I feel sooo bad for the MC. Poor kid didn't even get an 'I love you'! I thought it was his birthday too, and I was waiting on him to announce it. But this was way more emotional. You are an awesome writer. I usually don't read these types of stories, but you drew me in anyway. Good job.

kamkit BRONZE said...
on Jul. 24 2013 at 9:30 pm
kamkit BRONZE, Ventura, California
4 articles 1 photo 22 comments
i really thought it was his birthday or something and that everyone forgot...but this was so much better!! in a manner of speaking of course. Wow, very powerful. Even though the beginning was very mundane, it set e stage perfectly for the main character because that is what he/she experiences every day. I think your sentence structure on the whole is great- long sentences are usually reserved for drawn-out descriptions, and shorter sentences for action scenes. Even though it might not have seemed like it at first, this is actually an action scene, even if its only a psychological one. Still, never underestimate the use of dashes- they can creat better flowing sentences while still keeping the tone of short ones. I got kind of confused when his family left the house without him, mainly because I wasn't sure of his age and thought they would be dropping him off at school...maybe clear that up. Good content, great twist, keep writing. :)  

on Jul. 24 2013 at 8:26 pm
GuardianoftheStars GOLD, Shongaloo, Louisiana
17 articles 0 photos 495 comments

Favorite Quote:
"Let's tell young people the best books are yet to be written; the best painting, the best government, the best of everything is yet to be done by them."
-John Erslcine

That was so sad!! I really felt for the MC! The end was really got to me.  You really did a remarkable job for this piece.  Keep it up!  No comment of improvement from me. :)

on Jul. 24 2013 at 12:51 pm
Carly_Elizabeth PLATINUM, Othello, Washington
39 articles 0 photos 131 comments

Favorite Quote:
"And above all, watch with glittering eyes the whole world around you because the greatest secrets are always hidden in the most unlikely places. Those who don't believe in magic will never find it."
Roald Dahl

What an amazing twist at the end. I never saw it coming. It is really a great story. And I agree with BlackbeltJames that at first it seemed like it was going no where, then BAM. Haha. Some commas were needed in other places, but I still loved it. 

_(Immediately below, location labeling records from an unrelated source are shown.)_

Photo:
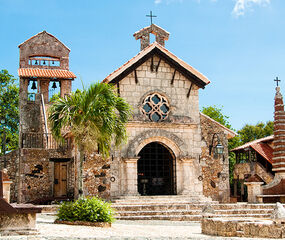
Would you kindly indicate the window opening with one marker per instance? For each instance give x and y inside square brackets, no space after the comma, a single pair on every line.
[44,61]
[155,107]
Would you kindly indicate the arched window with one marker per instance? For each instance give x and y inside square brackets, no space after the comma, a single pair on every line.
[155,107]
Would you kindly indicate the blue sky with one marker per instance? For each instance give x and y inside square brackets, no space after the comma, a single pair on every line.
[238,44]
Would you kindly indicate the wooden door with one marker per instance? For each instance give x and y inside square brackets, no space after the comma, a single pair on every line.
[60,179]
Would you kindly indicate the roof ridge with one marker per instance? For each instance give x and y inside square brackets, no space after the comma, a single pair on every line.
[169,54]
[43,32]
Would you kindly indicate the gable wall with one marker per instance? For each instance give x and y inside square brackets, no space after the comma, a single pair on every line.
[180,131]
[149,81]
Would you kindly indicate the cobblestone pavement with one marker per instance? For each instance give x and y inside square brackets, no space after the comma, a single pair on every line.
[138,230]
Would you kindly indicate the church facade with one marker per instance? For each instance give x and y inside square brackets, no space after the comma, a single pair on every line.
[172,148]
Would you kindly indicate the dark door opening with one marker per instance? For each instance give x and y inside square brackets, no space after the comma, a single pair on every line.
[60,179]
[156,170]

on Jul. 23 2013 at 11:01 pm
vegetariangirl, Hamilton, Ohio
0 articles 0 photos 92 comments

Favorite Quote:
Being normal is boring - Marilyn Monroe
You only live once -?
A professional writer is an amateur who didn't quit -Richard Bach

I love the story!! The ending was something I wasn't expecting, which is good. I was thinking the ending was entirely different like a school project or something!! Great story!!!

on Jun. 9 2013 at 7:39 am
BlackbeltJames GOLD, Reading, Other
14 articles 0 photos 193 comments

Favorite Quote:
Isaac Asimov - "Intelligence is an accident of evolution, and not necessarily an advantage.”

Wow, that was a very emotive piece by the time it came to the end. It seems to be very tedious at first, and doesnt capture the imagination much, but then suddenly it does, and perosnally I think that works to it's advantage.
There were parts where I thought you could use some more commas or break up the sentences more; especially in that first sentence. By doing this you will give more of an impact to the reader as it flows better, so they will think more fluidly as they read; it is also a very good opening, so it is best to compliment it by starting even stronger.
There is also a sentences that does not make sence "My family goes starts scrambling for the door."
Apart from that, this was a very clever piece, it captivated the readers sense of empathy. You also gave the persons emotions and how he felt and his thoughts, without even saying what caused this. You caused the reader to think and to feel for the character; well done.